Les manifestations d’un mal-être national
Vive la « phobie-cratie » ! Ce climat politique qui prévaut actuellement. Encourageant la peur plutôt que le bon sens et l’usage des bulletins de vote. N’est-ce pas l’angoisse, le grand vainqueur de l’élection au final ? Par crainte de représailles, on évite de débattre, de faire connaître son opinion, de s’exprimer, de choisir. En Côte d’Ivoire, la peur semble l’institution la plus fiable, la plus solide et la plus stable.
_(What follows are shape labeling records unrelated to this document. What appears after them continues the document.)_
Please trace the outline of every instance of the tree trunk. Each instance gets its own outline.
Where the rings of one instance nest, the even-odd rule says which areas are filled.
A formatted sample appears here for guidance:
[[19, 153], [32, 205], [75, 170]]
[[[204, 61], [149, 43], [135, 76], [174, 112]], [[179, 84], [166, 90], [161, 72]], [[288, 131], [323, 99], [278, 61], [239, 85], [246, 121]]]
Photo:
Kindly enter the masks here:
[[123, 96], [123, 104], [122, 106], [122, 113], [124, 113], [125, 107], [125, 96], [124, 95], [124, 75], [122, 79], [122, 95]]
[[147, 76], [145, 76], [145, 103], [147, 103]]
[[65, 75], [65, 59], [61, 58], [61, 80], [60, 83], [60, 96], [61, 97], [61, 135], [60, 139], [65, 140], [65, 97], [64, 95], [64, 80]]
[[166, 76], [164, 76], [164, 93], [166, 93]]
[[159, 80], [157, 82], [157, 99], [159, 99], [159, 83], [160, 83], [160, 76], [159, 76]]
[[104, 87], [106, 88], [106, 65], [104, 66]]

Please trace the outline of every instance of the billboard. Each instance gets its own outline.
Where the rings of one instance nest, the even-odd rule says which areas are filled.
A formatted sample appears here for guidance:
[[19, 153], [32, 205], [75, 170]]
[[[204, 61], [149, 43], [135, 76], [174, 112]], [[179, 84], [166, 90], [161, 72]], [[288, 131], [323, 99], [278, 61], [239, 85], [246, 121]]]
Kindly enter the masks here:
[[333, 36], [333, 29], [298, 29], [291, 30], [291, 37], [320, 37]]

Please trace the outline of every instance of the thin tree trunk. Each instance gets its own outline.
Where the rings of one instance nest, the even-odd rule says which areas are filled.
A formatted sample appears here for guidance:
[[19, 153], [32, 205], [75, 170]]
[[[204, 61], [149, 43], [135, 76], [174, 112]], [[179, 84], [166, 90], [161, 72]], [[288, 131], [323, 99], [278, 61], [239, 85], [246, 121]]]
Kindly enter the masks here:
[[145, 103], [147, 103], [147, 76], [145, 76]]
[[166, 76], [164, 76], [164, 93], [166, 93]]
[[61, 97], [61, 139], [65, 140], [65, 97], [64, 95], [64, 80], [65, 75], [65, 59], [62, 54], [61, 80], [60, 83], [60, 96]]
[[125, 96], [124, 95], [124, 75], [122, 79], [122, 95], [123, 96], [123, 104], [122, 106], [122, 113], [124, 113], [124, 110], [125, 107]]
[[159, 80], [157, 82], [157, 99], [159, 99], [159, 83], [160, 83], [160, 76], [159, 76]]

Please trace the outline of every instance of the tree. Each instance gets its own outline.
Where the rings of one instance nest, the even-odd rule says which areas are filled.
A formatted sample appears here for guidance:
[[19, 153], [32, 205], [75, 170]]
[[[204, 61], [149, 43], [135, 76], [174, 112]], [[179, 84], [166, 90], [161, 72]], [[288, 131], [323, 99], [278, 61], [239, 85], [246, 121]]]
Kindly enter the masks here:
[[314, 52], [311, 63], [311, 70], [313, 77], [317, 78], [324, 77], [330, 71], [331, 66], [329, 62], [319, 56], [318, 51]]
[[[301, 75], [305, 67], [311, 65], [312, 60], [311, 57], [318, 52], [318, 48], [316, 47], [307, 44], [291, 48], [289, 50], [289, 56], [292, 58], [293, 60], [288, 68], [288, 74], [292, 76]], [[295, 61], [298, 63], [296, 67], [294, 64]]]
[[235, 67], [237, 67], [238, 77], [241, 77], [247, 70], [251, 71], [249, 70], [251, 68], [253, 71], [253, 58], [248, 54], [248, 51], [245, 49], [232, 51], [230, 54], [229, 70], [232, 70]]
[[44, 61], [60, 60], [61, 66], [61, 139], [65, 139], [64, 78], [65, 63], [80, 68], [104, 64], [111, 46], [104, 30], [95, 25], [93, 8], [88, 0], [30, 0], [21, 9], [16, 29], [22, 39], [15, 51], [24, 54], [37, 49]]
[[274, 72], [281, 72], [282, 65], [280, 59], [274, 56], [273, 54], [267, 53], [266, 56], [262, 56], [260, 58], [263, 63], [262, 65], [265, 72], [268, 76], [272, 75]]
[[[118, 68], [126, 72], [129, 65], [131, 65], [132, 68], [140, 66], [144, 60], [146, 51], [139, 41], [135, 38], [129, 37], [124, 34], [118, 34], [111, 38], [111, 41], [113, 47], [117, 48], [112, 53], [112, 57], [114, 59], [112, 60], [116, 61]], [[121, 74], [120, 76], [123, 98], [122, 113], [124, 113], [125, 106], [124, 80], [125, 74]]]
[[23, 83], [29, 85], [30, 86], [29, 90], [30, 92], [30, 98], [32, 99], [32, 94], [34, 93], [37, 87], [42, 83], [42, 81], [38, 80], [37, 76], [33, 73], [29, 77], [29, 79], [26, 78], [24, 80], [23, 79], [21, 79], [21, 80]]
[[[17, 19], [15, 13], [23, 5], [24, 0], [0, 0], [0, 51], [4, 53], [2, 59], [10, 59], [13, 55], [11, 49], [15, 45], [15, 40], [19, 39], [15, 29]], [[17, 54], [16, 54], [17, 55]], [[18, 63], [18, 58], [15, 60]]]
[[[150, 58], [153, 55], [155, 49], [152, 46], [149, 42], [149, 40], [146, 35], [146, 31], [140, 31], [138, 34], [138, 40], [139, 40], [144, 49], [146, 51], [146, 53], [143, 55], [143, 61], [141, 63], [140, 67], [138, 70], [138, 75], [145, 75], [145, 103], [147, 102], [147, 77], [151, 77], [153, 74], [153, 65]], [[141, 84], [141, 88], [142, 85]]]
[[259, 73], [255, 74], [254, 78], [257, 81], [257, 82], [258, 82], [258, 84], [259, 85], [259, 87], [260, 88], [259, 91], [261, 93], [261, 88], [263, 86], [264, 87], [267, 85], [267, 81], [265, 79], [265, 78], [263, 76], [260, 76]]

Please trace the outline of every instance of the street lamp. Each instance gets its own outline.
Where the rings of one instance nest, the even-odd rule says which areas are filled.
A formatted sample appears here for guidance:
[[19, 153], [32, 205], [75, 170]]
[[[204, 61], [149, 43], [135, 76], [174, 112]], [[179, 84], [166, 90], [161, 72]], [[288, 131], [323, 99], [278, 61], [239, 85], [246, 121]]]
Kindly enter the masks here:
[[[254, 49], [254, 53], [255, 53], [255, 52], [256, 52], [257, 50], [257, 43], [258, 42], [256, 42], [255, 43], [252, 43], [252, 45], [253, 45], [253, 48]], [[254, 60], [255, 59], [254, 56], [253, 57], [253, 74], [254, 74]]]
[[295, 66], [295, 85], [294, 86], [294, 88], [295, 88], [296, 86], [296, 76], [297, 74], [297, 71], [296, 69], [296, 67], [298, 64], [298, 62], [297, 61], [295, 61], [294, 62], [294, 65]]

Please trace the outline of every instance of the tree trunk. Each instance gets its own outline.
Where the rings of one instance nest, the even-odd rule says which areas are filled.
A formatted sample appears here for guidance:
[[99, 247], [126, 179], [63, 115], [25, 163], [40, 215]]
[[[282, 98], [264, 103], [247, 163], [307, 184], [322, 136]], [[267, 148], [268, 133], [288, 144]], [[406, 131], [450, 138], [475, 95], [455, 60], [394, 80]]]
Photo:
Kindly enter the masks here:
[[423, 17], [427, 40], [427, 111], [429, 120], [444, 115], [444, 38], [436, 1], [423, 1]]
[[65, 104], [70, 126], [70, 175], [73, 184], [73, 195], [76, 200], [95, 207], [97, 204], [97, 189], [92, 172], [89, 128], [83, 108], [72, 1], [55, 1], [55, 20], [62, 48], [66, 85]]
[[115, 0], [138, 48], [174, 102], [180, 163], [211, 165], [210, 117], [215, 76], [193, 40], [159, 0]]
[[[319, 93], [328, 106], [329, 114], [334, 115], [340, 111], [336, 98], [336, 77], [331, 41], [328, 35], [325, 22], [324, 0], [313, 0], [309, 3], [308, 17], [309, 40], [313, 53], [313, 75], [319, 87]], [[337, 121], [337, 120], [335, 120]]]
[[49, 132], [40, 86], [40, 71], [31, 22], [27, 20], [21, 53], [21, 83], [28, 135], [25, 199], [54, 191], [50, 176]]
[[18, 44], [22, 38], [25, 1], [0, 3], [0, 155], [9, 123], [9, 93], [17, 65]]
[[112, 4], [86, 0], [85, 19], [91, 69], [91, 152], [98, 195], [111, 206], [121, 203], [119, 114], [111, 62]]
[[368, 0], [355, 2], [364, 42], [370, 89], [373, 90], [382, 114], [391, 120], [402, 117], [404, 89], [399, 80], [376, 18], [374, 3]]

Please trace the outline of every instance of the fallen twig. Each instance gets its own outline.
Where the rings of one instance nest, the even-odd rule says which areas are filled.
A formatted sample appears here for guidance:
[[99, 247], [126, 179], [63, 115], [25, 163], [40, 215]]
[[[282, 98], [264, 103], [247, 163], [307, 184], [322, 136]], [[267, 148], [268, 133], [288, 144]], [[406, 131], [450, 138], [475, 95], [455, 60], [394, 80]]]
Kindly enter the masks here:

À chaque cycle électoral, le même scénario, la saison des frayeurs électorales. En silence, on fait les provisions, on dépouille les rayons des grandes surfaces, on conseille à ses proches d’en faire autant. Sans se soucier de leur pouvoir d’achat. Les commerçants se frottent les mains et projettent d’avance une hausse des prix. À l’abri des regards indiscrets, les valises se bouclent. Les demandes d’asiles ou de visas s’effectuent discrètement. Les démarches de voyage intérieures aussi. Les familles moins nanties s’activent pour s’éparpiller dans les villages et campements. La grande migration quinquennale prend des allures de réflexe naturel. On aurait dit des essaims de moineaux à l’approche de l’orage.
Tsunami
Chez nous, la présidentielle survient non comme la manifestation de la souveraineté du peuple, mais plutôt comme un tsunami que l’on redoute, tant on en craint le déferlement. Depuis 30 ans, cette panique nationale est devenue endémique.
Principe de précaution
Le principe de précaution commande de réviser ses plans de carrière, d’investissement et d’affaires en tenant compte du calendrier électoral. Reporter une cérémonie de dot ou de mariage relève de la sagesse. Autant que faire se peut, déménager à l’avance est fortement recommandé surtout si l’on habite un quartier chaud. « Tu comptes rester à Abidjan pendant les élections ? » La question ne manquera pas de vous pendre au nez, si vous faites preuve d’un peu trop de sérénité… Se réconcilier avec Dieu, par le canal du jeûne et de la prière, n’est pas de trop, dans l’attente du déluge. On ne sait jamais.
Régime politique
Vive la « phobie-cratie » ! Ce climat politique qui prévaut actuellement. Encourageant la peur plutôt que le bon sens et l’usage des bulletins de vote. Sous cet empire, les programmes politiques et les projets de société pèsent moins lourds que les prédictions et les pronostics de chaos. Tout parieur qui miserait là-dessus est certain de rafler la mise. N’est-ce pas l’angoisse, le grand vainqueur de l’élection au final ? Par crainte de représailles, on évite de débattre, de faire connaître son opinion, de s’exprimer, de choisir.
Dissuasion sociale
« La Plcc vous guette. Vous n’allez pas enlever votre bouche dans leur affaire de politique-là ! Attention à ce que vous dites en public… certaines opinions peuvent avoir des conséquences inattendues. On n’envoie pas riz gras à quelqu’un à la MACA. » Ces avertissements, réels ou imaginés, façonnent les comportements, créent une culture de réserve et de prudence.
Le pouvoir au peuple ?
Pendant que le peuple entretient ses phobies avec une docilité remarquable à faire pâlir d’envie Scoobidoo, le héros de la série animée éponyme, la classe politique doit certainement se tordre de rire devant ce spectacle pathétique. À la limite du pitoyable. Le pouvoir au peuple ? Vraiment !
Peur et désintérêt
La peur s’est installée durablement dans la République et le courage citoyen collectif a baissé pavillon ! Certains électeurs, désabusés, ne jugeront même pas utile d’aller voter, le 25 octobre. Évidemment que la peur et le désintérêt permettent de se défausser de ses responsabilités plus tard. « Tout ça, c’est la faute aux politiciens ». La formule est moins fatigante, avouons-le. Et puis, elles offrent un confort évident. L’assurance de tenir quelque chose. Une fausse certitude… Ainsi se succèdent les cycles électoraux. Sur un air de déjà-vu. Ensuite ça recommence.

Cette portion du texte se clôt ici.